To analyze interactions between many restriction fragments, multiple forward and reverse primers are mixed together in the same multiplex 5C reaction. This 5C primer design allows simultaneous amplification of all potential interactions between all restriction fragments recognized by a forward primer and all those recognized by a reverse primer.

Example

5C was used to study the interactions involving the LCR and three diagnostic fragments in the β-globin locus. With a proper primer design is possible to detect looping interactions between each of the three sections of the LCR and the surrounding chromatin in parallel in a single experiment.

 

Advantages and disadvantages

A major advantage of 5C is the fact that interactions between multiple elements of interest and other genomic elements can be analyzed in parallel in a single experiment.

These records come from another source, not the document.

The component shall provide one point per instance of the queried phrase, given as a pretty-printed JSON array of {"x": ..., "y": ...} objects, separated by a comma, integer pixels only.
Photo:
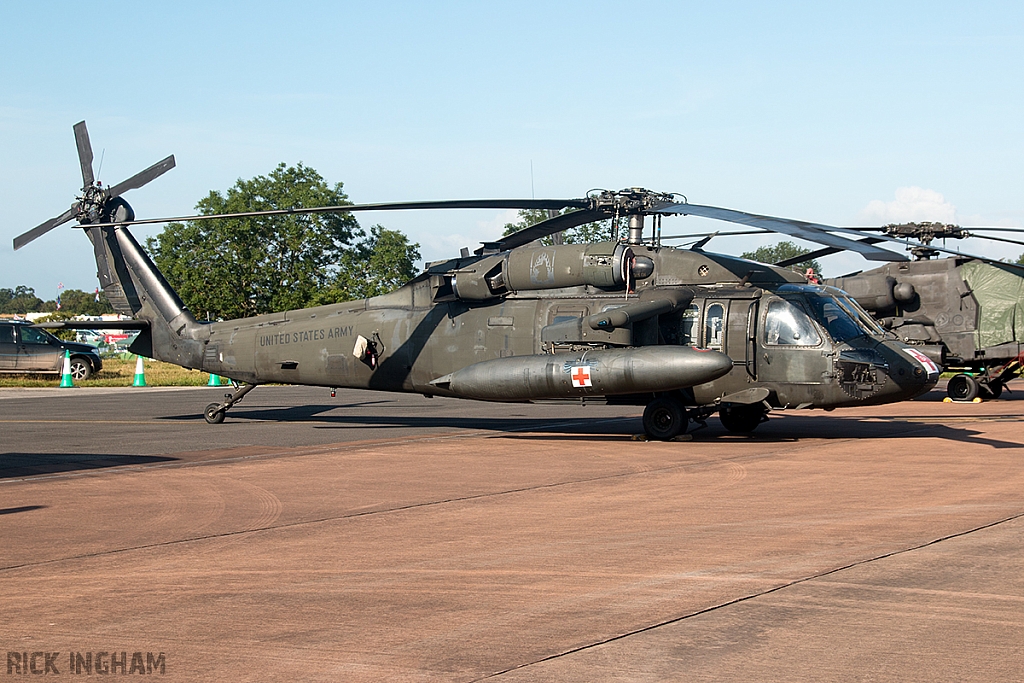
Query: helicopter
[
  {"x": 966, "y": 312},
  {"x": 684, "y": 333}
]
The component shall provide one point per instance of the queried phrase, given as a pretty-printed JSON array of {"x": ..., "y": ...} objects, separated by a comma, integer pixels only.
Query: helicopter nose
[{"x": 913, "y": 372}]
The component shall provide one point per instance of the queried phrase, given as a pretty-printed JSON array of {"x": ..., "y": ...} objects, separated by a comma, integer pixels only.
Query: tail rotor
[{"x": 96, "y": 204}]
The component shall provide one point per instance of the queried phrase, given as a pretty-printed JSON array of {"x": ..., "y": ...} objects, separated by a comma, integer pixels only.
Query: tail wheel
[
  {"x": 214, "y": 414},
  {"x": 963, "y": 388},
  {"x": 991, "y": 390},
  {"x": 80, "y": 369},
  {"x": 665, "y": 419},
  {"x": 741, "y": 419}
]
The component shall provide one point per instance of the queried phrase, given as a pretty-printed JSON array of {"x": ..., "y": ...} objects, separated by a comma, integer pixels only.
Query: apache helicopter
[
  {"x": 685, "y": 333},
  {"x": 965, "y": 312}
]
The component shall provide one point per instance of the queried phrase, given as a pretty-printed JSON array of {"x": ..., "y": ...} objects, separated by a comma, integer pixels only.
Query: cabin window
[
  {"x": 564, "y": 314},
  {"x": 787, "y": 325},
  {"x": 688, "y": 326},
  {"x": 715, "y": 327}
]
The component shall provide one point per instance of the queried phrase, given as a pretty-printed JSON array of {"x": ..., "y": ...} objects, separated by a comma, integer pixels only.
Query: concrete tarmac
[{"x": 381, "y": 537}]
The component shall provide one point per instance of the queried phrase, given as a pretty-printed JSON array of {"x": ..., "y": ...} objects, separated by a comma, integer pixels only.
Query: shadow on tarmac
[
  {"x": 33, "y": 464},
  {"x": 24, "y": 508},
  {"x": 780, "y": 428}
]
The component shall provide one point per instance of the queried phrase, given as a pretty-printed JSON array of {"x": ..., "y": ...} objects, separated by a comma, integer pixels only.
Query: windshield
[
  {"x": 787, "y": 325},
  {"x": 834, "y": 317}
]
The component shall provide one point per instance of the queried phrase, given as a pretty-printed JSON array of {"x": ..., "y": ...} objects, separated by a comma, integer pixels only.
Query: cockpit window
[
  {"x": 787, "y": 325},
  {"x": 834, "y": 317},
  {"x": 861, "y": 316}
]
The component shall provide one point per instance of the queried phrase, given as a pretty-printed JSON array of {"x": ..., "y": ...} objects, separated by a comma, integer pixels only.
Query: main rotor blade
[
  {"x": 546, "y": 227},
  {"x": 142, "y": 177},
  {"x": 45, "y": 227},
  {"x": 988, "y": 237},
  {"x": 84, "y": 153},
  {"x": 349, "y": 208},
  {"x": 721, "y": 233},
  {"x": 797, "y": 228},
  {"x": 819, "y": 253}
]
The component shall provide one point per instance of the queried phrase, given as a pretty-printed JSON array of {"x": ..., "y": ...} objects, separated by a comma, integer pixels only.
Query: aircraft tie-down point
[{"x": 685, "y": 333}]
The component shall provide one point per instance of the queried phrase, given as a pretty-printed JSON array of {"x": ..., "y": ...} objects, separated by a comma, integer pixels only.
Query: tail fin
[{"x": 135, "y": 287}]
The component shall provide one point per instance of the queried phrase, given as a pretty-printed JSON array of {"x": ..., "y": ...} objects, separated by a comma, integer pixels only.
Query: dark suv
[{"x": 27, "y": 349}]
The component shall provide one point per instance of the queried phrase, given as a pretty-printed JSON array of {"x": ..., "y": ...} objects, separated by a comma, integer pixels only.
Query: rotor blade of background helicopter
[
  {"x": 546, "y": 227},
  {"x": 443, "y": 204},
  {"x": 797, "y": 228},
  {"x": 819, "y": 253},
  {"x": 986, "y": 237},
  {"x": 951, "y": 252},
  {"x": 84, "y": 153},
  {"x": 45, "y": 227},
  {"x": 142, "y": 177},
  {"x": 721, "y": 233}
]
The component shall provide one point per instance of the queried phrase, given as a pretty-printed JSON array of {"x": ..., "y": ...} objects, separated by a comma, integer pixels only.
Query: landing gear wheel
[
  {"x": 664, "y": 419},
  {"x": 991, "y": 390},
  {"x": 80, "y": 370},
  {"x": 741, "y": 419},
  {"x": 214, "y": 414},
  {"x": 963, "y": 388}
]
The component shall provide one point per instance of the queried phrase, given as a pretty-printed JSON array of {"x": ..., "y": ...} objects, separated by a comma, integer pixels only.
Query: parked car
[{"x": 28, "y": 349}]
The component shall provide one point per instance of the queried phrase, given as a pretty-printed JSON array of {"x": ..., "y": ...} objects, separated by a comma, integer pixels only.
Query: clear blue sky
[{"x": 844, "y": 114}]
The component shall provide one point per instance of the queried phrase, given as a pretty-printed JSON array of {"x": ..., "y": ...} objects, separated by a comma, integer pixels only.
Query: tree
[
  {"x": 598, "y": 231},
  {"x": 22, "y": 299},
  {"x": 377, "y": 264},
  {"x": 238, "y": 267},
  {"x": 780, "y": 252}
]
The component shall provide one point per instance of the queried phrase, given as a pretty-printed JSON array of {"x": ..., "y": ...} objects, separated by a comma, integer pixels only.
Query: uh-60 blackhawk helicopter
[
  {"x": 683, "y": 332},
  {"x": 964, "y": 311}
]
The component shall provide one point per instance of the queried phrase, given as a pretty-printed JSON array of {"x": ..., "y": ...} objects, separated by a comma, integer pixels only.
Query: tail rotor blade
[
  {"x": 43, "y": 228},
  {"x": 84, "y": 153},
  {"x": 143, "y": 177}
]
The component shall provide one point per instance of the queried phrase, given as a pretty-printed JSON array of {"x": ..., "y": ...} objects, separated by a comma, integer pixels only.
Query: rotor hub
[
  {"x": 925, "y": 232},
  {"x": 91, "y": 203}
]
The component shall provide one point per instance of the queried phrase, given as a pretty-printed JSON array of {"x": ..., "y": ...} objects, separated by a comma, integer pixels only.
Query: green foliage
[
  {"x": 598, "y": 231},
  {"x": 58, "y": 316},
  {"x": 237, "y": 267},
  {"x": 22, "y": 299},
  {"x": 780, "y": 252},
  {"x": 377, "y": 264}
]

5C is potentially limited by the number of 5C primers that can be used in a single reaction (limited coverage).

 

Conclusions

5C technology is a novel extension of 3C that allows simultaneous quantification of interaction profiles of many such “fixed” elements in parallel in a single reaction followed by analysis on a custom-designed microarray or by direct quantitative sequencing. To do this, reverse 5C primers are designed for each fixed fragment of interest, and forward 5C primers are designed for all other restriction fragments. When 5C is performed at a similar level of multiplexing, e.g., using 10,000 5C primers in a single experiment up to 25 million distinct chromatin interactions can be detected in parallel involving up to 40 Mb of DNA.

 

Applications

Large-scale application of 5C will:

- provide information about relationships between genes and regulatory elements

- allow to identify novel regulatory elements

- generate dense interaction maps providing a global overview of the conformation of a given genomic   region.